Scraping difficult website

jbbiolay · July 19, 2022, 1:23pm

Hello everyone

I try desperately to scrape this website:
Url: Health Valley

I'm interested in getting the complete list of companies, with these fields: sector of activity, canton, year of creation, number of employees, website, name of the director and description.

And I have two problems:

All the fields are not systematically available for all the companies
You have to click on the company name each time to display the fields, which means that I can only scrape the first company in the list...

Can someone help me?

Thank you

ViestursWS · July 19, 2022, 1:43pm

@jbbiolay Hi, it appears that you should be able to achieve this by using an 'Element click' selector, however, that will take a while. Please, note that the results will start to appear only once the Element click selector has stopped the execution process.

Example:

{"_id":"republic-of-innovation-org","startUrl":["https://www.republic-of-innovation.org/HealthValley/"],"selectors":[{"clickElementSelector":"a.more","clickElementUniquenessType":"uniqueCSSSelector","clickType":"clickMore","delay":3000,"discardInitialElements":"discard-when-click-element-exists","id":"wrapper","multiple":true,"parentSelectors":["_root"],"selector":"div.company","type":"SelectorElementClick"},{"delay":0,"id":"sector","multiple":false,"parentSelectors":["wrapper"],"regex":"","selector":"p:contains(\"Secteur\") span","type":"SelectorText"},{"delay":0,"id":"year-founded","multiple":false,"parentSelectors":["wrapper"],"regex":"","selector":"p:contains(\"Année de fondation/implantation\") span","type":"SelectorText"},{"delay":0,"id":"canton","multiple":false,"parentSelectors":["wrapper"],"regex":"","selector":"p:contains(\"Canton\") span","type":"SelectorText"},{"delay":0,"id":"address","multiple":false,"parentSelectors":["wrapper"],"regex":"","selector":"p:contains(\"Adresse\") span","type":"SelectorText"},{"delay":0,"id":"director","multiple":false,"parentSelectors":["wrapper"],"regex":"","selector":"p:contains(\"Directeur\") span","type":"SelectorText"},{"delay":0,"id":"website","multiple":false,"parentSelectors":["wrapper"],"regex":"","selector":"p:contains(\"Site web\") span","type":"SelectorText"},{"delay":0,"id":"description","multiple":false,"parentSelectors":["wrapper"],"regex":"","selector":"div.description_html","type":"SelectorText"}]}

jbbiolay · July 20, 2022, 1:22pm

Hello,

Thank you for your answer. After trying to scrape with your method, even at the end, I have no result...

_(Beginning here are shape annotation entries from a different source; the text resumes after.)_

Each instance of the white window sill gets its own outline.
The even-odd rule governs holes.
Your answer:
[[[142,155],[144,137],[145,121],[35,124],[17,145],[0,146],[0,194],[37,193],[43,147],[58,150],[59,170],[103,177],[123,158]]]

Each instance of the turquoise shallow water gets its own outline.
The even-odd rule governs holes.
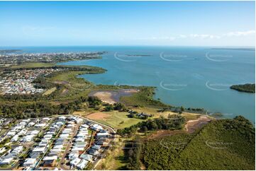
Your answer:
[[[255,51],[185,47],[21,47],[28,52],[107,51],[102,59],[61,64],[91,65],[108,71],[80,76],[96,84],[156,86],[155,98],[187,107],[204,107],[225,117],[241,114],[255,123],[255,95],[230,90],[255,83]]]

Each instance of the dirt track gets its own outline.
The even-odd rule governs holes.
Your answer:
[[[172,136],[175,135],[177,134],[191,134],[196,131],[196,129],[199,128],[201,128],[204,125],[207,124],[208,122],[211,121],[211,119],[206,116],[201,116],[199,119],[194,119],[194,120],[189,120],[185,124],[185,130],[175,130],[175,131],[171,131],[171,130],[160,130],[157,131],[156,133],[150,135],[147,138],[147,140],[150,139],[155,139],[155,138],[159,138],[162,137],[165,137],[167,136]]]

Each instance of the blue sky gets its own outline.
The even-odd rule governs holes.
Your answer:
[[[255,46],[254,1],[0,1],[0,46]]]

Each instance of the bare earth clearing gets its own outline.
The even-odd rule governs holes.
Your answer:
[[[102,102],[109,104],[114,104],[120,102],[120,98],[122,96],[130,96],[132,94],[138,93],[137,89],[121,89],[116,90],[97,90],[92,91],[89,96],[96,96],[101,100]]]
[[[103,112],[94,112],[94,113],[91,113],[91,114],[87,115],[87,118],[92,119],[92,120],[93,119],[104,120],[105,119],[107,119],[109,117],[111,117],[111,114],[106,114],[106,113],[103,113]]]
[[[196,129],[199,128],[201,128],[204,125],[207,124],[208,122],[210,122],[211,119],[206,116],[201,116],[197,119],[194,120],[189,120],[185,124],[185,129],[186,131],[182,131],[182,130],[175,130],[175,131],[171,131],[171,130],[160,130],[157,131],[156,133],[154,133],[153,134],[150,135],[149,137],[148,137],[147,139],[155,139],[155,138],[159,138],[167,136],[172,136],[174,134],[180,134],[180,133],[189,133],[191,134]]]

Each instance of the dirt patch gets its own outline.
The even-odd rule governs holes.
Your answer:
[[[68,92],[69,92],[69,90],[65,88],[62,90],[62,92],[60,93],[60,95],[66,95]]]
[[[197,119],[189,120],[185,124],[185,131],[182,130],[160,130],[147,137],[146,140],[160,138],[167,136],[172,136],[177,134],[191,134],[199,128],[201,128],[204,125],[207,124],[211,121],[211,119],[206,116],[201,116]]]
[[[147,140],[155,139],[162,138],[167,136],[172,136],[177,134],[181,133],[187,133],[185,131],[177,130],[177,131],[171,131],[171,130],[160,130],[157,131],[156,133],[152,134],[147,138]]]
[[[69,84],[69,83],[67,81],[53,81],[53,83],[57,83],[57,84],[63,84],[63,85]]]
[[[189,134],[193,133],[196,129],[201,128],[211,121],[206,116],[201,116],[199,119],[187,122],[185,129]]]
[[[109,104],[114,104],[120,102],[122,96],[130,96],[132,94],[138,93],[137,89],[121,89],[116,90],[96,90],[89,93],[89,96],[96,96],[102,102]]]
[[[109,114],[103,113],[103,112],[95,112],[95,113],[91,113],[86,116],[88,119],[101,119],[104,120],[107,118],[108,118],[111,115]]]

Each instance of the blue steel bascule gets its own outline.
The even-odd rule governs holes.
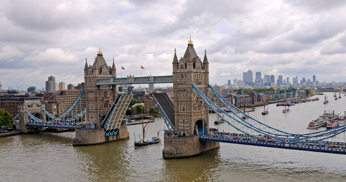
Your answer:
[[[65,111],[57,117],[55,117],[44,109],[43,111],[48,116],[50,119],[44,121],[34,115],[27,111],[25,112],[28,115],[26,122],[27,126],[46,127],[52,128],[75,129],[79,127],[79,123],[81,122],[82,118],[85,114],[85,108],[83,109],[78,113],[71,117],[69,116],[72,111],[77,106],[81,99],[84,94],[84,89],[81,92],[75,100]]]

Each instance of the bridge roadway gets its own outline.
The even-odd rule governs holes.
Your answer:
[[[35,123],[27,123],[26,125],[28,127],[40,127],[48,128],[66,128],[67,129],[75,129],[76,128],[79,127],[79,126],[76,125],[77,123],[75,123],[76,125],[62,125],[62,124],[40,124]],[[78,123],[79,124],[79,123]]]
[[[316,144],[319,144],[320,142],[312,142],[310,143],[301,143],[302,144],[299,145],[299,143],[284,143],[283,142],[266,142],[263,141],[257,141],[257,139],[249,137],[251,139],[249,140],[243,140],[243,138],[246,138],[247,135],[244,134],[232,134],[232,133],[223,133],[217,132],[214,132],[214,136],[200,136],[200,140],[204,141],[212,141],[214,142],[221,142],[242,144],[243,145],[249,145],[257,146],[265,146],[267,147],[273,147],[275,148],[280,148],[286,149],[296,150],[304,150],[319,152],[325,152],[327,153],[337,153],[346,154],[346,149],[341,148],[345,148],[346,143],[336,142],[321,141],[320,143],[325,143],[325,147],[316,146]],[[228,137],[225,137],[225,135],[228,135]],[[223,137],[221,137],[223,136]],[[239,136],[240,139],[234,139],[234,137]],[[314,146],[309,146],[309,143],[313,144]],[[337,146],[339,148],[331,148],[328,147],[328,145],[335,145]]]
[[[146,83],[173,83],[173,75],[151,76],[135,77],[98,79],[96,85],[142,84]]]

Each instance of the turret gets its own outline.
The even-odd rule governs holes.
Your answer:
[[[176,51],[176,50],[175,48],[174,49],[174,58],[173,58],[173,62],[172,63],[173,66],[173,72],[176,71],[177,69],[178,69],[179,66],[179,62],[178,61],[178,58],[176,57],[176,53],[175,53],[175,51]]]
[[[86,58],[85,58],[85,65],[84,67],[84,71],[88,71],[89,68],[89,67],[88,66],[88,63],[86,62]]]
[[[206,71],[208,72],[209,71],[209,62],[208,62],[208,59],[207,58],[207,51],[204,49],[204,59],[203,59],[203,63],[202,63],[202,66],[204,68]]]
[[[112,68],[111,70],[112,70],[112,75],[114,77],[115,77],[116,75],[117,69],[115,68],[115,64],[114,64],[114,58],[113,58],[113,64],[112,65]]]

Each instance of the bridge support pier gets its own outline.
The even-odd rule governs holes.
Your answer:
[[[46,127],[27,127],[26,123],[19,123],[18,128],[24,133],[44,131],[47,129]]]
[[[220,143],[200,141],[198,136],[186,138],[164,137],[164,159],[183,158],[194,156],[220,147]]]
[[[112,136],[106,136],[104,129],[99,128],[93,130],[76,130],[76,136],[73,139],[73,146],[94,145],[111,141],[129,138],[127,125],[121,125],[118,134]]]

I have the following message: No data scraped yet. refresh

ViestursWS · July 20, 2022, 1:49pm

@jbbiolay Try, limiting the click amount. For example to 10 companies - div.list_block li:nth-of-type(-n+10) a.more

Example:

{"_id":"republic-of-innovation-org","startUrl":["https://www.republic-of-innovation.org/HealthValley/"],"selectors":[{"clickElementSelector":"div.list_block li:nth-of-type(-n+10) a.more","clickElementUniquenessType":"uniqueCSSSelector","clickType":"clickMore","delay":3000,"discardInitialElements":"discard-when-click-element-exists","id":"wrapper","multiple":true,"parentSelectors":["_root"],"selector":"div.company","type":"SelectorElementClick"},{"delay":0,"id":"sector","multiple":false,"parentSelectors":["wrapper"],"regex":"","selector":"p:contains(\"Secteur\") span","type":"SelectorText"},{"delay":0,"id":"year-founded","multiple":false,"parentSelectors":["wrapper"],"regex":"","selector":"p:contains(\"Année de fondation/implantation\") span","type":"SelectorText"},{"delay":0,"id":"canton","multiple":false,"parentSelectors":["wrapper"],"regex":"","selector":"p:contains(\"Canton\") span","type":"SelectorText"},{"delay":0,"id":"address","multiple":false,"parentSelectors":["wrapper"],"regex":"","selector":"p:contains(\"Adresse\") span","type":"SelectorText"},{"delay":0,"id":"director","multiple":false,"parentSelectors":["wrapper"],"regex":"","selector":"p:contains(\"Directeur\") span","type":"SelectorText"},{"delay":0,"id":"website","multiple":false,"parentSelectors":["wrapper"],"regex":"","selector":"p:contains(\"Site web\") span","type":"SelectorText"},{"delay":0,"id":"description","multiple":false,"parentSelectors":["wrapper"],"regex":"","selector":"div.description_html","type":"SelectorText"}]}

jbbiolay · July 20, 2022, 10:15pm

Good evening,
Thank you! Indeed, it works for the first 10 lines, but for some reason, as soon as I exceed 100, it blocks...